At the bar, I instantly met Mike from England on his last night in Ukraine. He’d just returned from a tour of Chernobyl. The video game S.T.A.L.K.E.R. inspired his short trip. S.T.A.L.K.E.R.: Shadow of Chernobyl is a popular Ukrainian-made video game, an alternate-reality first-person shooter modeled on actual Chernobyl and the nearby town of Prypiat.
Mike had a job and a passion, not unlike me, though I don’t do much of the former anymore. He’d just had a success with his passion, namely establishing himself as a record label for digital music.

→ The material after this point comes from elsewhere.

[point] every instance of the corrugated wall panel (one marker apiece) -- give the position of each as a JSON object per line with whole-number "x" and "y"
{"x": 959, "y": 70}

He inquired about my work, and I told him about my program. I told him I wanted to survey political and economic philosophies in Ukraine. To illustrate, I said that poet and national Ivan Franko began as a Marxist, but later went on to say that Marxism is a philosophy based on hatred. Ivan Franko, by the way, is apparently the only man in history to be kicked out of a University which was later named after him. I also mentioned famous anarchist Nestor Makho, and his anarchist black army. I want to read everything he wrote too, find as coherent a philosophy as I can, and criticize it.
Mike asked about my own beliefs. I was happy to have made a friend for the evening, and didn’t want to get into politics, but we were already on good terms and he was genuinely curious. For the second time since arriving in Ukraine, I drew the chart from Jesus Huerta de Soto’s essay, Classical Liberalism versus Anarcho-capitalism, which, I think, offers a good overview and classification of political and economic thinking.
As I drew and explained, he objected to my putting communism beside fascism in the same box, the pro-state, anti-property rights box, because communism is beautiful, at least in theory. I conceded that many educated people have subscribed to its tenets, but I personally, don’t find it beautiful. It fails in practice, of course, he said, but in theory it is beautiful. I said it fails in theory too, because when you abolish prices, society is blind. I talked about all the information and coordination which happen through prices. They tell you from what materials you should build your home, what jobs to apply for, and what to study in school.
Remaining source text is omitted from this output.